Bearbricks are most often sold individually in "blind box" assortments, in which figures are packed in small boxes, and the only way to know which particular figure is inside a particular box is to purchase and open the box. The box states the frequency of each figure in percentages: Basic, 14.58 percent; Jellybean, 11.45 percent; Pattern, 11.45 percent; Flag 9.37 percent; Horror, 9.37 percent; SF, 10.41 percent; Cute, 13.54 percent; Animal, 8.33 percent; Hero, 7.29 percent; first Artist, 4.16 percent; and second Artist, 1.04 percent. While many retailers sell Bearbricks in blind boxes, each for the same price, other retailers calculate the frequency of the figures, and sell them at prices that vary accordingly; in this instance, the Basic figure would be the least expensive, as it occurs most often in a case, and the second of the two Artist figures would be the most expensive, as it occurs least often in a case. The figures most valued by collectors are "chase" figures, which are unannounced and not shown in advertisements or on the box alongside other figures in the series.

==Collaborations==

Many contemporary artists and designers from Asia, Australia, Europe, and North America have designed figures. Designing a Bearbrick figure means creating a design scheme, or deco, for the standard mold. Contributors range from visual artists such as H. R. Giger to illustrators such as Pushead, graffiti artists such as Stash, and fashion designers including Karl Lagerfeld, Vivienne Westwood and Ivana Helsinki. As a result of their limited production, and the participation of artists, Bearbricks are generally considered designer toys.

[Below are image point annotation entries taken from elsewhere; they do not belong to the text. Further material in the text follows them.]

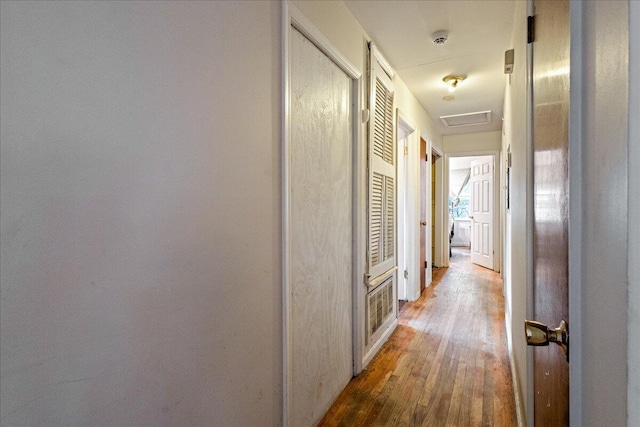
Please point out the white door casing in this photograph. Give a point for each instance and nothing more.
(482, 212)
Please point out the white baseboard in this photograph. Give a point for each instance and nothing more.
(375, 348)
(520, 413)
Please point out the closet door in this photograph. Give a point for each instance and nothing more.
(320, 230)
(381, 233)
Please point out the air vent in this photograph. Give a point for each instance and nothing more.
(479, 118)
(379, 306)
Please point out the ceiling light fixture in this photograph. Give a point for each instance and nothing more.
(453, 81)
(439, 37)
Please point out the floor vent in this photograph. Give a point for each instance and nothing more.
(478, 118)
(379, 306)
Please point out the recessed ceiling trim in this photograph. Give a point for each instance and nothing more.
(467, 119)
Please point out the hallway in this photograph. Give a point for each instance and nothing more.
(446, 364)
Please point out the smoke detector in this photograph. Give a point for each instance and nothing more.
(440, 37)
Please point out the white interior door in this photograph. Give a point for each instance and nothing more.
(318, 228)
(482, 212)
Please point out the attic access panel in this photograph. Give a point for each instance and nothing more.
(467, 119)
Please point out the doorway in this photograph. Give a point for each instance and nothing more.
(472, 210)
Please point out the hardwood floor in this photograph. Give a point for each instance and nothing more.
(445, 365)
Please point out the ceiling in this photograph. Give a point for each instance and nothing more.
(479, 33)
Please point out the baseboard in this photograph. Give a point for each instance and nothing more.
(520, 412)
(374, 349)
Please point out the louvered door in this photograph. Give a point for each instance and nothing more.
(382, 171)
(381, 247)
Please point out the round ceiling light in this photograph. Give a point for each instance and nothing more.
(453, 81)
(440, 37)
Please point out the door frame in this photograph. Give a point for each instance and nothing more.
(406, 210)
(292, 17)
(437, 256)
(497, 221)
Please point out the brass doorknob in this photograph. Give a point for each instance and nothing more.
(539, 334)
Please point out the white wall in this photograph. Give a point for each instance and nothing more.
(140, 217)
(604, 220)
(480, 141)
(633, 361)
(517, 246)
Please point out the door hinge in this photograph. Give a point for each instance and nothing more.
(365, 115)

MediCom also produces Bearbricks outside the regular release schedule of the basic figures. For example, a Kill Bill Bearbrick was created in 2003 as a promotional piece for customers who purchased pre-sale tickets to see the film Kill Bill Volume 2 in Japan. Another Kill Bill Bearbrick, called Murder Bride, was included in the packaging for the Japanese DVD release of Kill Bill Volume 1, released in April 2004. Exclusive pieces such as these are highly sought after and difficult to obtain for collectors outside Japan; they are often purchased on the secondary market, especially online auctions.

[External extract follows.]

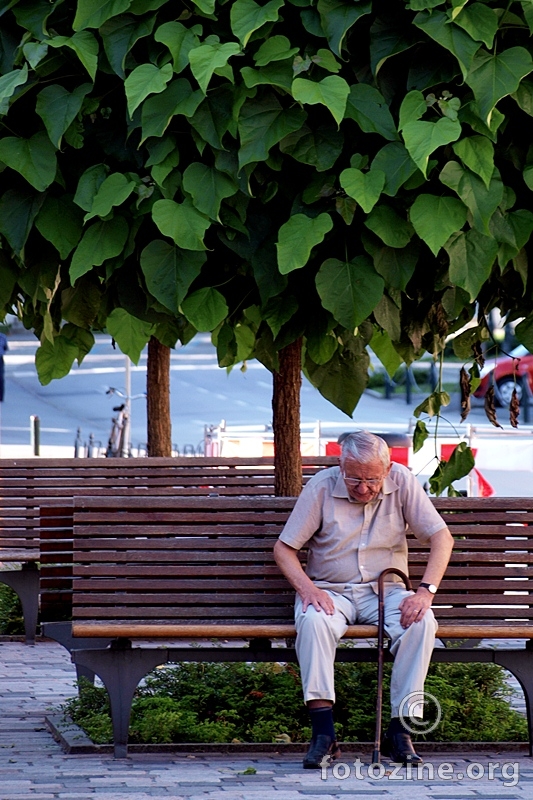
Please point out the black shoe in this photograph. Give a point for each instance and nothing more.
(322, 751)
(399, 747)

Casio has also released a 400% Bearbrick collaboration with the accompany watch, the DW-6900MT-7JR, in conjunction with the G-Shock's 30th Anniversary.

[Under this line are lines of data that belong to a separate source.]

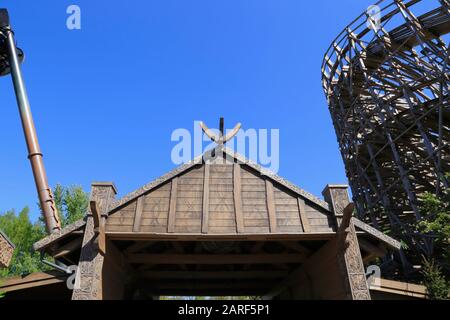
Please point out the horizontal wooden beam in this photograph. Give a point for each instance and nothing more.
(215, 258)
(205, 285)
(150, 236)
(213, 275)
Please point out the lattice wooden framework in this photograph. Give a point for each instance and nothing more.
(388, 95)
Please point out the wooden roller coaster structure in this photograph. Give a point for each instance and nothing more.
(387, 87)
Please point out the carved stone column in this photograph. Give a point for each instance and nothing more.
(349, 254)
(91, 260)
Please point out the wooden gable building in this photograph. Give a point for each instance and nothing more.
(224, 227)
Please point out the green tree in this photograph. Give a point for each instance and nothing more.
(436, 224)
(23, 233)
(71, 203)
(434, 280)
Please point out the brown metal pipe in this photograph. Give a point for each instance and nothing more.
(35, 156)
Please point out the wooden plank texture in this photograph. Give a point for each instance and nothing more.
(138, 214)
(205, 214)
(271, 206)
(238, 197)
(172, 206)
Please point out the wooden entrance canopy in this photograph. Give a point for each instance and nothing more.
(224, 227)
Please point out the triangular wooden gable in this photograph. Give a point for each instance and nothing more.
(220, 198)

Sports apparel and footwear company Nike, Inc., has also collaborated with Bearbrick to create multiple colorways for the Nike Lunar Force 1, Nike Air Force 1, and Nike SB Dunk.

Sustainable fashion brand PANGAIA, have collaborated with Bearbrick on a collection of hoodies, track pants, T-shirts and bags.

Igloo Inc. IP Pudgy Penguins released a 100% and 400% Pengu themed Be@rbrick

It was revealed that Japanese company Dentsu collaborated with American animation studio DreamWorks Animation to develop a Bearbrick television series for Apple TV+. It was released on March 21, 2025.